CALLING ALL INVENTORS!


 

 

Can you outwit a crafty bear? Are you more cunning than a wily wolf?

 

 

 

Conflicts with humans get bears and wolves into trouble. But innovative product designs help protect people and their property as well as wildlife. Products like bear-resistant coolers and garbage cans, bear spray, fladry, and electrical deterrents all started with someone’s clever idea.

 


Do you have the next GREAT IDEA that would help reduce bear and wolf conflict?

 


The Grizzly & Wolf Discovery Center is hosting

The Kirk Horn Memorial

INVENTOR'S CHALLENGE 

We are CALLING ALL INVENTORS to jump into the grizzly den with their design ideas. The winning applicant will be AWARDED UP TO $10,000 to take their idea to the next step!

 

INTRIGUED? CURIOUS? WANT TO KNOW MORE?

 

INTERESTED?  DETAILS AND ENTRY HERE

 

APPLICATION TIMETABLE

- Shape your ideas for a complete design proposal to be submitted May 1, 2024.

- A panel of experts, including biologists and engineers, will review all Challenge proposals.

- The winning design will be announced July 1, 2024. 

 

The Challenge supports projects that engage diverse communities and integrates equity and inclusion. Every inventor’s intellectual property is protected and the GWDC or its Board will not own any rights, titles, liabilities, or financial interests in its future development.
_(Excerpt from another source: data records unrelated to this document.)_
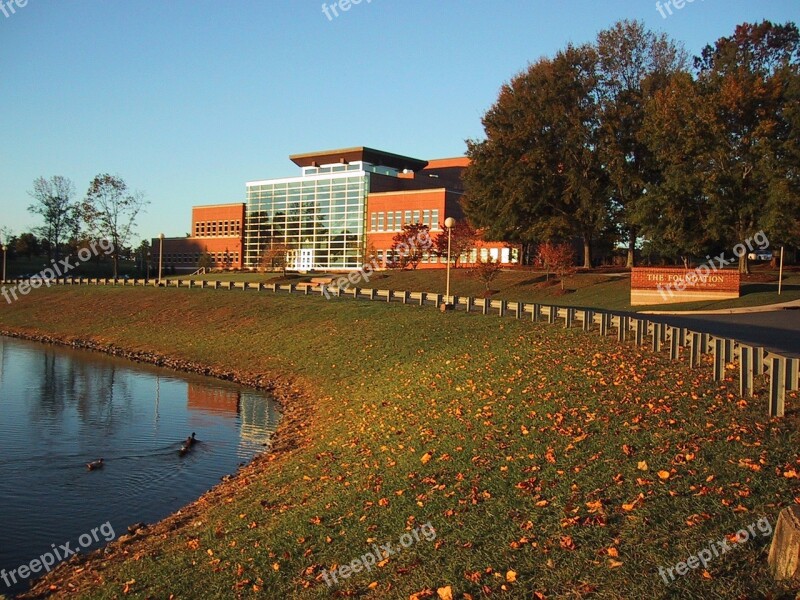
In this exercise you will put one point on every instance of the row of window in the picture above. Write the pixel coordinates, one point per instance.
(216, 228)
(502, 255)
(218, 258)
(394, 220)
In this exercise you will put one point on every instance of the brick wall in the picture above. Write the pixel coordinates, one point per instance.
(649, 278)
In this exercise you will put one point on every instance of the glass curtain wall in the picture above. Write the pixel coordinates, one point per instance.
(317, 220)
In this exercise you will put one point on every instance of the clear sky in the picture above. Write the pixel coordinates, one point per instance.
(189, 99)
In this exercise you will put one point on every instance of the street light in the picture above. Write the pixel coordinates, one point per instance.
(160, 256)
(448, 222)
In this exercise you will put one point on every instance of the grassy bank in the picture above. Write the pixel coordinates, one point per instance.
(547, 461)
(596, 289)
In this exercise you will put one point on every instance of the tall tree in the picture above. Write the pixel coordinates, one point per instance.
(53, 200)
(673, 211)
(110, 209)
(634, 63)
(538, 173)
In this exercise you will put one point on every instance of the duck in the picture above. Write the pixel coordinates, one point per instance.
(95, 464)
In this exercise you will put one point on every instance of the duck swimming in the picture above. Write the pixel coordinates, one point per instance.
(96, 464)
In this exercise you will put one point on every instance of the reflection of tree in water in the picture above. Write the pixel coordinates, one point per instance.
(89, 387)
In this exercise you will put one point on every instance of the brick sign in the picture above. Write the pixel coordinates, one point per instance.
(668, 286)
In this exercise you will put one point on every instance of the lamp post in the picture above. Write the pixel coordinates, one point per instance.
(160, 256)
(448, 222)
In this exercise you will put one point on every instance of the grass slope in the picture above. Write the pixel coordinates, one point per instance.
(549, 462)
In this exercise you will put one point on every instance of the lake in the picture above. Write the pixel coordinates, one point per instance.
(61, 409)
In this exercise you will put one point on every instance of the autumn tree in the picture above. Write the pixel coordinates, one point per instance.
(538, 173)
(462, 239)
(54, 201)
(409, 245)
(26, 244)
(110, 210)
(731, 128)
(555, 258)
(634, 63)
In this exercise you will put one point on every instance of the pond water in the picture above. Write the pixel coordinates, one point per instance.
(61, 409)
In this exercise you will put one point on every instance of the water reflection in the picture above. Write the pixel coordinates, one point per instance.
(60, 409)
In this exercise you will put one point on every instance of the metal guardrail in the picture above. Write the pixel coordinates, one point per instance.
(782, 372)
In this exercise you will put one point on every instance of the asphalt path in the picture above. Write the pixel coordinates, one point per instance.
(777, 330)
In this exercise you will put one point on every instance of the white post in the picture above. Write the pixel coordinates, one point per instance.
(448, 222)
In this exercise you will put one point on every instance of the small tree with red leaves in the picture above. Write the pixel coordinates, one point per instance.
(556, 258)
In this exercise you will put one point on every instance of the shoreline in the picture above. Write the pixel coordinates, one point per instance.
(293, 399)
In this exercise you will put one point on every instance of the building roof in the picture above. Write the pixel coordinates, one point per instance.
(360, 153)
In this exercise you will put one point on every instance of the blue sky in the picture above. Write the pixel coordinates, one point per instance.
(189, 99)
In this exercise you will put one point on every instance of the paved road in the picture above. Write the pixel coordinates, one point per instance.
(777, 330)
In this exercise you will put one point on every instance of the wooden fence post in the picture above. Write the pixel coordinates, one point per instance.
(718, 350)
(746, 371)
(777, 385)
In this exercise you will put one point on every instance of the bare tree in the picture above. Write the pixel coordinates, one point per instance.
(110, 210)
(54, 201)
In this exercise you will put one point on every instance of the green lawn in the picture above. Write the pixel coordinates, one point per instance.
(548, 461)
(600, 289)
(609, 291)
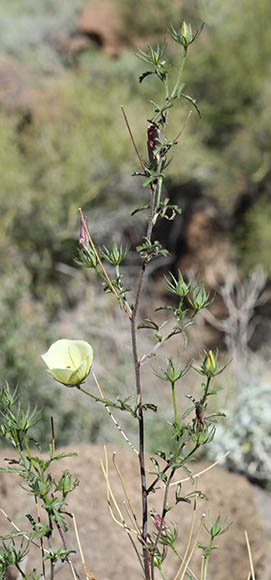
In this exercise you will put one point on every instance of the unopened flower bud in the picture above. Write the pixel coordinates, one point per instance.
(152, 141)
(158, 523)
(184, 29)
(83, 240)
(200, 415)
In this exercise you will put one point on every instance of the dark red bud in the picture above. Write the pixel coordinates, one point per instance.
(152, 138)
(83, 240)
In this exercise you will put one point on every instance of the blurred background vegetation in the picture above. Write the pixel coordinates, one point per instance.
(65, 70)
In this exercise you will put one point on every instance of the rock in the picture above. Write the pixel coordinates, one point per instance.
(106, 547)
(100, 22)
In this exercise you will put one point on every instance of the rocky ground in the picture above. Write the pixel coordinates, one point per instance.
(107, 550)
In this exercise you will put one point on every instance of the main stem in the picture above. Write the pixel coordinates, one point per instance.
(144, 493)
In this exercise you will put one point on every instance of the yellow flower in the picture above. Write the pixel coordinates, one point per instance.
(69, 361)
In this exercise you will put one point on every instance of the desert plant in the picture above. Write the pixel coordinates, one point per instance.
(70, 362)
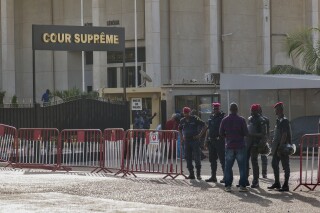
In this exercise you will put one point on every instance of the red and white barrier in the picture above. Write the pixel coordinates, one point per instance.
(80, 148)
(149, 151)
(309, 161)
(8, 135)
(37, 148)
(113, 147)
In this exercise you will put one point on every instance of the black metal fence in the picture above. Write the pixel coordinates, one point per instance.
(80, 113)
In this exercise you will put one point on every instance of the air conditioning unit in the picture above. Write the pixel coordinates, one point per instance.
(212, 78)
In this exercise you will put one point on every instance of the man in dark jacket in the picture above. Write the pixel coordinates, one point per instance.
(215, 143)
(282, 136)
(189, 130)
(234, 128)
(257, 132)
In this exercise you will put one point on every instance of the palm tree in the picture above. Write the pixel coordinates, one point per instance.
(301, 45)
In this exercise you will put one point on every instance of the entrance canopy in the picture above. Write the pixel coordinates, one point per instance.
(253, 82)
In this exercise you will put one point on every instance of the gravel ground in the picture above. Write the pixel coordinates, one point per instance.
(38, 191)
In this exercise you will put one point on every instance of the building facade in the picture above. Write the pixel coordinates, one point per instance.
(182, 46)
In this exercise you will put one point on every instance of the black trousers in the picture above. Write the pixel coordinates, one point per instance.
(285, 164)
(216, 151)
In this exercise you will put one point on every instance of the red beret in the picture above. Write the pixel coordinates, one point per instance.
(278, 104)
(186, 110)
(255, 107)
(215, 105)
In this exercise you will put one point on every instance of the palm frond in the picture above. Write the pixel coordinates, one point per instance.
(300, 44)
(286, 69)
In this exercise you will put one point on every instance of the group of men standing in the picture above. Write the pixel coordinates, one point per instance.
(231, 138)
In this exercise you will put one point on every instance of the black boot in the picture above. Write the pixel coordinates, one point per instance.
(276, 185)
(199, 174)
(212, 179)
(255, 184)
(191, 175)
(285, 187)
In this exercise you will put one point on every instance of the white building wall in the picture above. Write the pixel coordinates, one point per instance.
(7, 73)
(187, 40)
(240, 36)
(192, 32)
(286, 16)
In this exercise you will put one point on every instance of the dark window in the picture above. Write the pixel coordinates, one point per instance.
(89, 57)
(89, 88)
(200, 104)
(112, 77)
(131, 77)
(116, 57)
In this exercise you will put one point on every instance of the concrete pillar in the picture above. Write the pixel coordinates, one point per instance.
(152, 24)
(7, 48)
(266, 33)
(99, 58)
(212, 36)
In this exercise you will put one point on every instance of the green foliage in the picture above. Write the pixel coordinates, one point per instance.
(301, 45)
(67, 94)
(74, 93)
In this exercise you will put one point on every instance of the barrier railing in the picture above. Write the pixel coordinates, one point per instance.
(8, 135)
(309, 161)
(37, 148)
(149, 151)
(80, 148)
(113, 149)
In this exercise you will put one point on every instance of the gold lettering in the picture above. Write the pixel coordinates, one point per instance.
(76, 38)
(90, 38)
(96, 38)
(116, 39)
(102, 38)
(67, 38)
(109, 39)
(60, 38)
(53, 37)
(84, 38)
(45, 37)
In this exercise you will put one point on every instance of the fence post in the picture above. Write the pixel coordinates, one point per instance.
(37, 116)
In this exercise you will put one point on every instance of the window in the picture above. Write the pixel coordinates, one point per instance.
(131, 77)
(116, 57)
(199, 104)
(112, 77)
(89, 57)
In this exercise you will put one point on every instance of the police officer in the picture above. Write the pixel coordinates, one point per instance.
(282, 136)
(257, 132)
(215, 143)
(189, 130)
(264, 158)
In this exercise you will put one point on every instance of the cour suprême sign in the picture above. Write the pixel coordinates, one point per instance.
(77, 38)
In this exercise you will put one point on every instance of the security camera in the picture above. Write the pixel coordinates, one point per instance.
(193, 80)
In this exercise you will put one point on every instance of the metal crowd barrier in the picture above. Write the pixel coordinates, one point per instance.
(80, 148)
(310, 162)
(37, 148)
(149, 151)
(8, 135)
(113, 147)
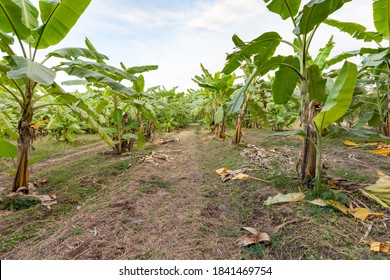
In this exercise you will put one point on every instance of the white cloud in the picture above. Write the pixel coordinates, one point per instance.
(222, 13)
(178, 37)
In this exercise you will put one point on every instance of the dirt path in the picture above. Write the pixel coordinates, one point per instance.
(176, 207)
(158, 212)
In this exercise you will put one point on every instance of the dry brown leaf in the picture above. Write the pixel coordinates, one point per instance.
(255, 238)
(363, 213)
(251, 230)
(350, 143)
(337, 205)
(382, 247)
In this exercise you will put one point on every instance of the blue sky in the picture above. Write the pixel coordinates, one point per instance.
(178, 35)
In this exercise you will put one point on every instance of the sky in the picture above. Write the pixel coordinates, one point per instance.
(178, 35)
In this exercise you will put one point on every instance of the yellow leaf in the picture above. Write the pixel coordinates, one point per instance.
(363, 213)
(318, 202)
(221, 171)
(382, 247)
(337, 205)
(241, 176)
(382, 152)
(350, 143)
(383, 179)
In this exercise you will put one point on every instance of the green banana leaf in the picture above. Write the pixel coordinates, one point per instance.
(58, 17)
(340, 97)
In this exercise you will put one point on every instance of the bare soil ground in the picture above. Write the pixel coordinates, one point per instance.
(176, 207)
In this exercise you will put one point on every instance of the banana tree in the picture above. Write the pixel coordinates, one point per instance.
(266, 46)
(33, 30)
(378, 60)
(126, 102)
(219, 87)
(299, 70)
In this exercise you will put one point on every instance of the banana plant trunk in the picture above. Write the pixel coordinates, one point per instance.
(238, 133)
(149, 131)
(220, 130)
(26, 136)
(309, 152)
(387, 130)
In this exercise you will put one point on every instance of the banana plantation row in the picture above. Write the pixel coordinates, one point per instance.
(256, 87)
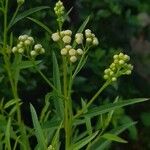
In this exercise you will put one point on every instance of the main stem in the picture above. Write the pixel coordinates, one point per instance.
(8, 65)
(67, 118)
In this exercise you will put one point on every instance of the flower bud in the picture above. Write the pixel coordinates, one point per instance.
(37, 47)
(79, 51)
(73, 59)
(33, 53)
(27, 42)
(14, 49)
(20, 2)
(66, 39)
(55, 37)
(20, 50)
(64, 51)
(95, 41)
(72, 52)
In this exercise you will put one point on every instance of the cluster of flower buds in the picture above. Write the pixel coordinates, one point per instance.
(26, 42)
(71, 53)
(119, 67)
(50, 148)
(20, 2)
(65, 36)
(38, 49)
(91, 38)
(59, 11)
The Inventor’s Challenge is dedicated to the memory of Kirk Horn, a career wildlife biologist, educator, and dedicated supporter of the Grizzly and Wolf Discovery Center. His interest in the GWDC dates to its inception when Kirk served as Director of Wildlife and Fisheries for the USDA Forest Service Northern Region in Missoula, MT. In 1989, Kirk organized an annual grizzly bear management class for agency managers at Lamar Station in Yellowstone National Park, and this week-long class always included a visit to GWDC. After Kirk and his wife Beth both retired from the Forest Service in 1999, they moved to Hebgen Lake near the GWDC to enjoy the wildlife and outdoor recreation they so loved, especially during the region’s deep winters.

Kirk joined the GWDC Board of Directors in 2012 and subsequently served as Board President to 2018. During his tenure, Kirk was instrumental in bringing the GWDC Riparian Center to completion. Kirk passed in 2019 and is greatly missed by the GWDC and all who knew him. Yet Kirk’s passion for wildlife and conservation endures through the many programs and organizations he worked with during his career and retirement, and the many people he taught and inspired.

We are sure Kirk would be excited to see the new and innovative ideas proposed for the Inventor’s Challenge to reduce conflicts between people and bears or wolves.